海神
その後はあっさりと進んでいった
平原ではゴブリンにトラウマでもあるのか避けてスライムを倒しつつ進めていたし
特に森に入ってからはモンスターが一切出てこなかったのである
ジェノは「俺に恐れをなしたな」などと抜かしていたが私は悪い予感しかしなかった
そしてそれが現実となる
森の奥にある薬草の手前
開けた場所を陣取っていたのはドラゴンだった
「・・・え?あれ?」
ドラゴンは確か山に帰ったはず、リードもそう言っていた
そもそも聞いていた特徴と違う
透き通るような蒼い鱗にダイアモンドダストのような息
いやドラゴンなんて生易しいものではない・・・あれは海の守護龍
リヴァイアサン
・・・え!?なぜ森に!?
「汝は何ぞ?」
ドラゴンの腹に響く声に足がすくむ
「おおおおお俺はははゆゆゆゆ勇者ゼノ!」
うん顔真っ青で足ガックガクだし名前噛んだけど何とか自己紹介?出来てる辺り多少は肝が据わってる
「ふむ、ゼノか。あとはそこに隠れてる汝は何ぞ?」
そりゃバレるよね・・・
草むらから取り敢えず顔を出し自己紹介をする
「え?あ!お前は村長!なぜ貴様がここに!?」
驚きを隠せないジェノ
説明しても仕方ないし取り敢えず無視無視
「私は村長の沙耶です。あの・・・」
「無視するな!」
もぅ、うるさいなぁ
「ふむ、沙耶か、沙耶・・・沙耶・・・まぁよい、我は今、虫の居所が悪い。
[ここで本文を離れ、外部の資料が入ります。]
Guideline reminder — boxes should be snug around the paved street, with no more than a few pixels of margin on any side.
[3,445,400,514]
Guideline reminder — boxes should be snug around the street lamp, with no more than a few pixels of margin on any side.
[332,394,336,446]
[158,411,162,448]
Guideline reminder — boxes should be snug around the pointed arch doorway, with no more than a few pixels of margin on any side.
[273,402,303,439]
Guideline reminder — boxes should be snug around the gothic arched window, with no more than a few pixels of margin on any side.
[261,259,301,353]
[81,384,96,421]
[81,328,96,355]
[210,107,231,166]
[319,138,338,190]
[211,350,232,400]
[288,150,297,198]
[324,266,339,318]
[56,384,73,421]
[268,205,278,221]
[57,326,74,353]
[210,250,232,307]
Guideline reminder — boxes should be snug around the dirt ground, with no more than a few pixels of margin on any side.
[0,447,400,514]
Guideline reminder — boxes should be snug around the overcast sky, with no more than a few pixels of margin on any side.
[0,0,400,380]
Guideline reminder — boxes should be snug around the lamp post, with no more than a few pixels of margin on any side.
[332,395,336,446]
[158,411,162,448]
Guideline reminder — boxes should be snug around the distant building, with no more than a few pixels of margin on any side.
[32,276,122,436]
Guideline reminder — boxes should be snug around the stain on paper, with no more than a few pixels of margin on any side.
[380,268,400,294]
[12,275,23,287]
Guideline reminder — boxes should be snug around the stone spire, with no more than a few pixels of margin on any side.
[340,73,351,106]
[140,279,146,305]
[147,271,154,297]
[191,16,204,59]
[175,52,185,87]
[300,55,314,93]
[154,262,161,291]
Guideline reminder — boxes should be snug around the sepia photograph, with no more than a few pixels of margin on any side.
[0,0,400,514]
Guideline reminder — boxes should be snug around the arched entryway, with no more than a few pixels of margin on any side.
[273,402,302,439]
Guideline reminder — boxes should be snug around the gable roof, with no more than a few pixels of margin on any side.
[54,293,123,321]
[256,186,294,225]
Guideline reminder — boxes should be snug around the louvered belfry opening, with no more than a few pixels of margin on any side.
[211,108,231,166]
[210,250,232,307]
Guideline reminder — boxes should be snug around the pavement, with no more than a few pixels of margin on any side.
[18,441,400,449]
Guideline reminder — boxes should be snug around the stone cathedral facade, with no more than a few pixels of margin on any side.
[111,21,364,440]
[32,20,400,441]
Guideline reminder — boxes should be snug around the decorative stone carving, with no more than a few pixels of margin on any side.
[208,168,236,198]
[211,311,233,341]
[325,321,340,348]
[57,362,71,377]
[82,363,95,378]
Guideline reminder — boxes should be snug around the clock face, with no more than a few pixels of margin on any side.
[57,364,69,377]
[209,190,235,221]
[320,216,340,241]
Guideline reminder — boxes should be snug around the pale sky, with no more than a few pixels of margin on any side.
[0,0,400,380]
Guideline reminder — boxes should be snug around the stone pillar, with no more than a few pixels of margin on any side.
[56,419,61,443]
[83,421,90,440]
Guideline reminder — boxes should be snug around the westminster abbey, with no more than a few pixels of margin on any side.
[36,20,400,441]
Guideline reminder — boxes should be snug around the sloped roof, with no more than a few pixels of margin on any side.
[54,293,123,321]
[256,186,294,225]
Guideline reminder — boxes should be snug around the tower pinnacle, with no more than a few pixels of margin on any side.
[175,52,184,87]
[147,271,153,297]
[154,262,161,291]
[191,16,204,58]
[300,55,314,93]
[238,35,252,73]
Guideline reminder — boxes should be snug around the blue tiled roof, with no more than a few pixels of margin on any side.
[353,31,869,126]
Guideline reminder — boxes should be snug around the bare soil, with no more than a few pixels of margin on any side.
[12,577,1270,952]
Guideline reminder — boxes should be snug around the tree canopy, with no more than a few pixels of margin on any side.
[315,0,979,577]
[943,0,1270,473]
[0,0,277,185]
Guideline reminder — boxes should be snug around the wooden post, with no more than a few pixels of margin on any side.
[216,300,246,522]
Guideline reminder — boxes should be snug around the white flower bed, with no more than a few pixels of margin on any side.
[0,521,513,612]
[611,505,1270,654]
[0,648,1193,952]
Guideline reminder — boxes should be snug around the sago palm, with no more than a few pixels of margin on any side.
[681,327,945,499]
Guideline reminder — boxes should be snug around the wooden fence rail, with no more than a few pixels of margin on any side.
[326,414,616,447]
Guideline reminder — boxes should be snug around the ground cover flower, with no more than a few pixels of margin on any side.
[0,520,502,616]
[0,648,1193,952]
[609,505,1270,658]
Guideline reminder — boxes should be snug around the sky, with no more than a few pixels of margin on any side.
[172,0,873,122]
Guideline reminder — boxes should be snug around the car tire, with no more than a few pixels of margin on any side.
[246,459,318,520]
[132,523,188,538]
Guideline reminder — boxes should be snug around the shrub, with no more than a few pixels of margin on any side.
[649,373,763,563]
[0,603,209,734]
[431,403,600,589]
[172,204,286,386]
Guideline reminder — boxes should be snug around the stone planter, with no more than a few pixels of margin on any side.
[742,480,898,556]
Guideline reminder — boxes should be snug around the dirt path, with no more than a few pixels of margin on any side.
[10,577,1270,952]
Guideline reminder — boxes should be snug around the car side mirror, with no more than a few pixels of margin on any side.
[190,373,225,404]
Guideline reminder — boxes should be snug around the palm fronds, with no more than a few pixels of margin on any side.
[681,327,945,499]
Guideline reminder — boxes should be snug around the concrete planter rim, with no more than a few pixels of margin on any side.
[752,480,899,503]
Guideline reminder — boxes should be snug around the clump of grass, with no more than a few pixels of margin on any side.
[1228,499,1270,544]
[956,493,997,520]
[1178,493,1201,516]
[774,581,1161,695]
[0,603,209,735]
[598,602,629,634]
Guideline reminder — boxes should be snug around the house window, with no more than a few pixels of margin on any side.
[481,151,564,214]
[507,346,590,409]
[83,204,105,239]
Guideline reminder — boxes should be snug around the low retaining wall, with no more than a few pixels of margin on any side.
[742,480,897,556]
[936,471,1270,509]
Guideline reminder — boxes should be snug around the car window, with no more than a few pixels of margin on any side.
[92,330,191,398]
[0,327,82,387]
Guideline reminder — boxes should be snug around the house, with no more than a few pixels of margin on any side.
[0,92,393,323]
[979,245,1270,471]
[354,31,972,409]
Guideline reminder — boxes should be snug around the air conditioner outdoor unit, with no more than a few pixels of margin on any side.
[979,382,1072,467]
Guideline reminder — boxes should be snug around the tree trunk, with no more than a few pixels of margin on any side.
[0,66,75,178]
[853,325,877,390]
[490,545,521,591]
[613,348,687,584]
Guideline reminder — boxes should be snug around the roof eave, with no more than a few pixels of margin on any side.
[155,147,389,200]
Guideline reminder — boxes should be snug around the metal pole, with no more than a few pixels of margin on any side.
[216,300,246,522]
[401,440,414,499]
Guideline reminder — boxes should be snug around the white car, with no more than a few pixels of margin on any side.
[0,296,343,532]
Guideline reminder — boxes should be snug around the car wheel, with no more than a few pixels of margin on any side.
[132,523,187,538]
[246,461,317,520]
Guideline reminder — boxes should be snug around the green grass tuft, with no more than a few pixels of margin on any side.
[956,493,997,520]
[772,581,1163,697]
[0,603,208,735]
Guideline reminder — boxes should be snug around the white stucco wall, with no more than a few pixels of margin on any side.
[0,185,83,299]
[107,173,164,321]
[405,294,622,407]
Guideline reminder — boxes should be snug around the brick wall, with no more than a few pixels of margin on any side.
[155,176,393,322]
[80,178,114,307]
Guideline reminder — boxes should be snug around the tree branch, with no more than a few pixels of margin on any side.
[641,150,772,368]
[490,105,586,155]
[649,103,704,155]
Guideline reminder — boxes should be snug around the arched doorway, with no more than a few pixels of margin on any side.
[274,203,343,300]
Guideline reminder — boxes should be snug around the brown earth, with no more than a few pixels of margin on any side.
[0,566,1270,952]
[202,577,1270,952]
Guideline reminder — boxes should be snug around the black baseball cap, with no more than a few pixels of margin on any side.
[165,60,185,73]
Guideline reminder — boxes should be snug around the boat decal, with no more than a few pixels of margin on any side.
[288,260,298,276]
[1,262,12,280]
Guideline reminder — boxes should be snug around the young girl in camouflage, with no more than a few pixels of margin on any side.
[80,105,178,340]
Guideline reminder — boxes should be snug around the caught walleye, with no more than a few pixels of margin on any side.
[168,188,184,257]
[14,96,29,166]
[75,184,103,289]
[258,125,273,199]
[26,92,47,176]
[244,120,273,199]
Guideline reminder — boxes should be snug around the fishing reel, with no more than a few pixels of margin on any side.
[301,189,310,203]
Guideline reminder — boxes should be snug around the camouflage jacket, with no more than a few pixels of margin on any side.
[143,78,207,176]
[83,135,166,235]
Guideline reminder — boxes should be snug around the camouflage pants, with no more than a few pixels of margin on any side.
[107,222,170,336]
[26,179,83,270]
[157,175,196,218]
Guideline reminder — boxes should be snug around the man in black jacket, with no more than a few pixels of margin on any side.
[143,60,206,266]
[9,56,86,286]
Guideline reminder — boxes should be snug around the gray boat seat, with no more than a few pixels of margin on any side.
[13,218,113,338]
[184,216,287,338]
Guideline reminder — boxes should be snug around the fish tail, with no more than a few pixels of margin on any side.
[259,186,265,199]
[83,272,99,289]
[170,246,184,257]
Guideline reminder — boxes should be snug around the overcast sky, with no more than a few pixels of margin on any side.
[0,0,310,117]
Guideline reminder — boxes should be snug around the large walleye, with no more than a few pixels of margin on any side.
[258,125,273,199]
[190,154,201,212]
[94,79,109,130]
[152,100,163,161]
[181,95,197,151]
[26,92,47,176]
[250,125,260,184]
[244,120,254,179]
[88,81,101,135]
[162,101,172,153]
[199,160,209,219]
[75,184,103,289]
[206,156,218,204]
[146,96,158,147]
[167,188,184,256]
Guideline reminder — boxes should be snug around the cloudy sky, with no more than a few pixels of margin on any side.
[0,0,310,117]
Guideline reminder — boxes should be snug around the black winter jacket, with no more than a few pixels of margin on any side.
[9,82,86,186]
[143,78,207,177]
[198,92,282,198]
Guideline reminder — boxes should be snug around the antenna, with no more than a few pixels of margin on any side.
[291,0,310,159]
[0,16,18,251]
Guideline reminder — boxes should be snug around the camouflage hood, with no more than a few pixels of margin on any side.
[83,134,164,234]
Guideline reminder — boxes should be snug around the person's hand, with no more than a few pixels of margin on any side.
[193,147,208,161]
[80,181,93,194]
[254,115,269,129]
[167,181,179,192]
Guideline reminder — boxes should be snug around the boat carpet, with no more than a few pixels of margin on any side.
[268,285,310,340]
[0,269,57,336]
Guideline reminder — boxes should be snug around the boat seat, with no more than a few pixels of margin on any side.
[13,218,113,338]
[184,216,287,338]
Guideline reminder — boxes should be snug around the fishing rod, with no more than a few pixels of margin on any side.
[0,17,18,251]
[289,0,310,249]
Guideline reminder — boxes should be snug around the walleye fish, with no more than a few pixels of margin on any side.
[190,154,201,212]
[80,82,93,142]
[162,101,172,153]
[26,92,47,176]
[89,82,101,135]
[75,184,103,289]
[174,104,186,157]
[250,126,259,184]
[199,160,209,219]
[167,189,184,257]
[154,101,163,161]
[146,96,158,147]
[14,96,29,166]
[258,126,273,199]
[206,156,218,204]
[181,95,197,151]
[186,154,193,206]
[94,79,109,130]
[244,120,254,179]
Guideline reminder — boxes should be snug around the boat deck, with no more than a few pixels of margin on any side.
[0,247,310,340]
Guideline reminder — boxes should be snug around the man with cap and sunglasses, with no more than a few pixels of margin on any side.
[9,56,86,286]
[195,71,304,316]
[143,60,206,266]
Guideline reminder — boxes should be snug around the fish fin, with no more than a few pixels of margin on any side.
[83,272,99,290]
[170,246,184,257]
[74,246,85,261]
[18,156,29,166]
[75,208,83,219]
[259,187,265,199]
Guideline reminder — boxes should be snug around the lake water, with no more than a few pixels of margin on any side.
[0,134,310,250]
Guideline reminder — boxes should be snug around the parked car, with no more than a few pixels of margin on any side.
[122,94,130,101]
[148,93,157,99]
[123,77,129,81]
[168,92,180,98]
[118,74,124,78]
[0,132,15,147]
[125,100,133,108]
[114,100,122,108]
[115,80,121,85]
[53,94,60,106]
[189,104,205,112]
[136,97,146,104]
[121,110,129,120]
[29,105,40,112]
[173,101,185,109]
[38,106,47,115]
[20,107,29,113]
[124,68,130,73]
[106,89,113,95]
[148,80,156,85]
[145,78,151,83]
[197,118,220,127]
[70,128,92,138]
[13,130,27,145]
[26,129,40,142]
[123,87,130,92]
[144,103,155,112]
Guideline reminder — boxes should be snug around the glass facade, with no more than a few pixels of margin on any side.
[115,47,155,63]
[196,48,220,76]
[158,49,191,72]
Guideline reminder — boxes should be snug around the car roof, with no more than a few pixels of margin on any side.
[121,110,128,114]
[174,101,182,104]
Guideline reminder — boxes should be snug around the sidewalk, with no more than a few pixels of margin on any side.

去れ」
にべも無い・・・とはいえ隣の勇者はというと
「そ、それは困る!俺はその先に進まねばならないのだ!」
一歩前に出るジェノ
・・・勇気あるなぁ
相手の力量が分からないだけかな?
また1歩
「聞こえなかったのかの?」
リヴァイアサンが口を開け・・・って、やば!
「ジェノ!伏せて!」
「なんっ・・・!?」
ジェノの頭を強引に下げさせると同時に頭の上を轟音が通る
「・・・ふぅ」
「いつまで、抑えている!あんなもの大したことな・・・えっ?」
後ろを向いたジェノが絶句している
リヴァイアサンの口から放たれたブレスという名の超高圧水が森の外まで綺麗に道を作っていた
「帰り道を作ってやったぞ。もう一度言う、去ね」
リヴァイアサンはもうこちらに興味がないようで頭を横にして目をつぶった
・・・
「で、なぜ貴様がここにいる」
ドラゴンから少し離れたところでジェノが切り出した
「いやー、御手並みをね?」
さすがに見てられなくて女神になったりなんだり言うわけにも行かない
「女の子がこんな危ないところに一人で来るやつがあるか!」
お、おぉ?怒ってる?
「ご、ごめんね?」
上目遣いに涙ぐむ
「う・・・わ、分かればいいのだ」
ちょろいな
「さて、どうするつもりなの?多分あのドラゴン退かないわよ?」
「どうもこうもない、奴を抜かない限り貴様から受けたクエストをクリア出来ないのだろう、やるしかないではないか」
真っ直ぐに見てくる目
あんまりにも真っ直ぐに見つめてくるのでちょっと目をそらしてしまう
「うっ・・・そ、それはまぁそうだけど・・・」
クエストをお願いした手前何とかしてあげたいが相手が悪い・・・よね
「俺は行くぞ、貴様にまだ俺の本当の力を見せていないしな
さぁドラゴンよ!この呪術を受けてもまだ強がりを言ってられるかな?」
え?まだ実は力を隠し持ってるとか!?
「ふん」
リヴァイアサンと言えば片目を開け一瞥をくれた後また目をつぶる
歯牙にもかけないと言った様子だ
「うぉおおおお!」
ジェノが後ろの木にダッシュし藁人形をセットし!の時点で私は諦めた。
「ふははははは!」
釘を打ち付ける、打ち付ける、力の限り打ち付ける
丑三つ時でもないし呪術の効果の遅さをまだジェノは知らないらしい
何より、どこら辺が勇者だ・・・あまりにもあんまりな姿に泣けてくるわ、一瞬でも期待してしまった自分を殴りたい
とは言え、さすがにリヴァイアサンの怒りを買って消し炭になる前にとめなくては
「やっぱ」
(沙耶や)
おばーちゃんからテレパス
(なに?おばーちゃん、ちょっと今立て込んでてね。あとじゃダメ?)
(沙耶の近くにミケの気配があってのぅ近くに蒼い子おらんかえ?)
蒼?・・・蒼・・・蒼い・・・鱗のドラゴン・・・
は?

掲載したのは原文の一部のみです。